Single by Kane Brown

from the album Different Man
- Released: May 6, 2022
- Genre: Country; country rock;
- Length: 3:54 (album version); 2:48 (radio/lyric video version);
- Label: RCA Nashville
- Songwriters: Kane Brown; Jordan Schmidt; Taylor Phillips; Matt McGinn;
- Producer: Dann Huff

Kane Brown singles chronology
| "One Mississippi" (2021) | "Like I Love Country Music" (2022) | "Grand" (2022) |

= Like I Love Country Music =

"Like I Love Country Music" is a song by American country music singer Kane Brown. It was released to country radio on May 6, 2022, and is the second single from Brown's third studio album Different Man.

==History==
Brown announced the release of "Like I Love Country Music" on April 19, 2022, via an Instagram post he made with his daughter. He had originally wanted to release the ballad "Leave You Alone" as a single but decided that song was "too slow". Brown had originally written the song in 2019 and included a snippet of it on his Twitter account at the time.

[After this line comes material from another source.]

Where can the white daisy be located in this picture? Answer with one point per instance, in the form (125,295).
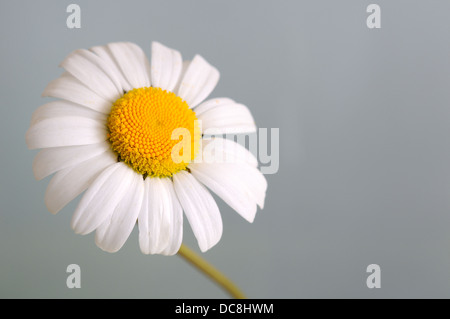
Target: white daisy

Lyrically, "Like I Love Country Music" references country music songs, such as "Brand New Man" by Brooks & Dunn. Ronnie Dunn makes a vocal cameo on the song.

The song was officially released to radio on May 6, 2022. Brown co-wrote it with Jordan Schmidt, Taylor Phillips, and Matt McGinn during a songwriting retreat in 2019. Brown was originally going to release it on his 2020 extended play Mixtape, Vol. 1, but told the blog Country Now that he "lost interest" in the song. After listening to his recording again, he regained interest in the song and thus chose to release it as a single.

==Music video==
The song's corresponding music video features Brown performing the song before patrons of a honky-tonk, while wearing a cowboy hat, leather pants, and vest.

==Charts==

===Weekly charts===

Weekly chart performance for "Like I Love Country Music"
| Chart (2022) | Peak position |
|---|---|
| Canada Hot 100 (Billboard) | 33 |
| Canada Country (Billboard) | 1 |
| US Billboard Hot 100 | 26 |
| US Country Airplay (Billboard) | 1 |
| US Hot Country Songs (Billboard) | 3 |

===Year-end charts===

2022 year-end chart performance for "Like I Love Country Music"
| Chart (2022) | Position |
|---|---|
| Canada (Canadian Hot 100) | 80 |
| US Billboard Hot 100 | 85 |
| US Country Airplay (Billboard) | 40 |
| US Hot Country Songs (Billboard) | 24 |

== Certifications ==

Certifications and sales for "Like I Love Country Music"
| Region | Certification | Certified units/sales |
| Canada (Music Canada) | 2× Platinum | 160,000^{‡} |
| United States (RIAA) | Platinum | 1,000,000^{‡} |
^{‡} Sales+streaming figures based on certification alone.